(Bloomberg) -- U.S. stocks reached the highest since mid-March, tracking peers in Europe and Asia as optimism over the world’s largest economy helped investors put protectionist fears to one side. Treasuries fell, pushing yields up for a fourth consecutive trading session.
The S&P 500 strengthened for a second day. Microsoft Corp. agreed to buy coding site GitHub for $7.5 billion, helping to push the Nasdaq Composite Index to a record high for the first time since March. The Stoxx Europe 600 Index climbed, while the MSCI Asia Pacific Index surged even as China warned it will withdraw from commitments it made on trade if President Donald Trump carries out a separate threat to impose tariffs on the Asian country.
“Investors have largely shrugged off the recent news of trade wars, as the concrete strength of the economy and earnings is outweighing the uncertainty from trade,” said Mark Hackett, chief of investment research at Nationwide Funds Group. “Even if all steel and aluminum tariffs are implemented, and the $50 billion specific measures in China are put in effect (leading to retaliation), the economic impact is a fraction of the positives from tax reform, fiscal spending and repatriation.”
Investors are in a broad risk-on mood after impressive U.S. jobs data on Friday, which provided an upbeat end to a week that was otherwise dominated by the threat of another euro-area crisis. Much of that concern seems to have dissipated after nationalist parties finally took power in Italy, ending months of deadlock, while the Socialist led-opposition in Spain ousted Prime Minister Mariano Rajoy with a no-confidence vote Friday.
“Nothing is better for the issues about trade wars or issues about G-7 than a good economy,” Omar Aguilar, chief investment officer for equities at Charles Schwab Investment Management, said by phone. “The jobs report on Friday gave a lot of people confidence that the U.S. economy is still pretty solid.”
Attention may yet turn back to trade, however. G-7 leaders meet in Quebec later this week, with the European Union and Canada threatening retaliatory measures unless Trump reverses course on new steel and aluminum levies.

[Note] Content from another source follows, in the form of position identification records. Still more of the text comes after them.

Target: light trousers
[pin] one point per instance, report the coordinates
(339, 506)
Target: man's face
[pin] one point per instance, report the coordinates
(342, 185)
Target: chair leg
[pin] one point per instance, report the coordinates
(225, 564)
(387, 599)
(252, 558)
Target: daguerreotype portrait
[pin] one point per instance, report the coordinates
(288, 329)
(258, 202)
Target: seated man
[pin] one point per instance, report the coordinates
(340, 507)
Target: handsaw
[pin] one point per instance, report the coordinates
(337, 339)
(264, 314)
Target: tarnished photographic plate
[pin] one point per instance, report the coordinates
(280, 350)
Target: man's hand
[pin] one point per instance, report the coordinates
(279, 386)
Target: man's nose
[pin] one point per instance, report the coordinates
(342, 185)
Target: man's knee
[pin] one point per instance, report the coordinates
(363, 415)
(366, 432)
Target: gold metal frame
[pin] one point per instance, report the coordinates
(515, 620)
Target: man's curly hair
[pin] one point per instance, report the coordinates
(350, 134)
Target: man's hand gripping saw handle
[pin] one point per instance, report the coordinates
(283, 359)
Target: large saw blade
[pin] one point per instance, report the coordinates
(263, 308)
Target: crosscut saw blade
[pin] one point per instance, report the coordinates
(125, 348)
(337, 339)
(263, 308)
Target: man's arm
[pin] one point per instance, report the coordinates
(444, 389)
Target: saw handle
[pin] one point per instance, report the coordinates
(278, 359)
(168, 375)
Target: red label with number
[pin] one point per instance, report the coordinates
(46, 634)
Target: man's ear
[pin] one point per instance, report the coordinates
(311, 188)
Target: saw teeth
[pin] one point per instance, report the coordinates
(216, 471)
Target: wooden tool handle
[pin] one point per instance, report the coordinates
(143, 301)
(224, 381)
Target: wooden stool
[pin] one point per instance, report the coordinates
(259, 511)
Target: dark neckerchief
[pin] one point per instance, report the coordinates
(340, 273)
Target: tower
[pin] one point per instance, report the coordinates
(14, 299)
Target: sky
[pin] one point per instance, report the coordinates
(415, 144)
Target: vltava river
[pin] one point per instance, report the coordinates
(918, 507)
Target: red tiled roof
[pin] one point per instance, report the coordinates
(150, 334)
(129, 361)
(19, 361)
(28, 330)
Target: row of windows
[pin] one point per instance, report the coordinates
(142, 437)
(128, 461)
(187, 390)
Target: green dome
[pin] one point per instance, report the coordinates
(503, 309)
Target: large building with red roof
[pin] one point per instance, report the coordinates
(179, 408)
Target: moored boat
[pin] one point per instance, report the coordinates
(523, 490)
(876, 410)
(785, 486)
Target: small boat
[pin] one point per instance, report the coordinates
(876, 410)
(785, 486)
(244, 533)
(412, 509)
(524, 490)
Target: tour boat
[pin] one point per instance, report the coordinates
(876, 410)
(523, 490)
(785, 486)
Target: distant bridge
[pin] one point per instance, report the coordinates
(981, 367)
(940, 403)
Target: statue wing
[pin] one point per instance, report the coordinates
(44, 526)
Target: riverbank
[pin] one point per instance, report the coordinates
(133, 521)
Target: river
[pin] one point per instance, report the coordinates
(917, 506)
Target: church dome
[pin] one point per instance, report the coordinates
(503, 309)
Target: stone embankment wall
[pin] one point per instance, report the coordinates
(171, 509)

Elsewhere, West Texas Intermediate crude fell below $66 a barrel after an OPEC committee stressed the need to ensure supplies can meet growing demand, adding to speculation the group will phase out its production cuts.
Terminal users can read more in Bloomberg’s Markets Live blog.
These are some key events to watch this week:
- Reserve Bank of Australia monetary policy decision is out Tuesday.
- Tesla holds its annual shareholder meeting also Tuesday.
- U.S. ISM non-manufacturing index out Tuesday. Growth at U.S. service industries probably improved in May for the first time in four months, indicating the economy is strengthening after a first-quarter slowdown, economists forecast.
- Reserve Bank of India rate decision on Wednesday.
- U.S. trade balance and Australia GDP also out on Wednesday.
- On Thursday, Japanese Prime Minister Shinzo Abe meets with U.S. President Trump at the White House to discuss the planned U.S. summit with North Korea’s Kim Jong Un.
- Also on Thursday, euro-zone GDP.
- Turkey rate decision is due on Thursday.
- G-7 Leaders’ Summit starts in Quebec Friday through to June 9.
These are the main moves in markets:
- The S&P 500 Index gained 0.5 percent to 2,746.87, the Nasdaq Composite Index increased 0.7 percent to 7,606.46 and the Dow Jones Industrial Average rose 0.7 percent to 24,813.69 as of 4:23 p.m. in New York.
- The U.K.’s FTSE 100 Index rose 0.5 percent to the highest in more than a week.
- The MSCI Emerging Market Index rose 1.5 percent.
- Japan’s Nikkei 225 Stock Average gained 1.4 percent to the highest in a week on the biggest rise in almost seven weeks.
- The Bloomberg Dollar Spot Index fell 0.1 percent, after reaching the lowest level in almost three weeks.
- The euro gained 0.3 percent to $1.1696, after touching the strongest level in almost two weeks.
- The British pound weakened 0.2 percent to $1.3314.
- The Japanese yen fell 0.3 percent to 109.82 per dollar.
- The yield on 10-year Treasuries rose four basis points to 2.94 percent.
- Britain’s 10-year yield rose two basis points to 1.30 percent.
- West Texas Intermediate crude fell 1.4 percent to $64.88 a barrel, the lowest in about a month.
- Gold fell 0.1 percent to $1,292.04 an ounce, the third straight decline.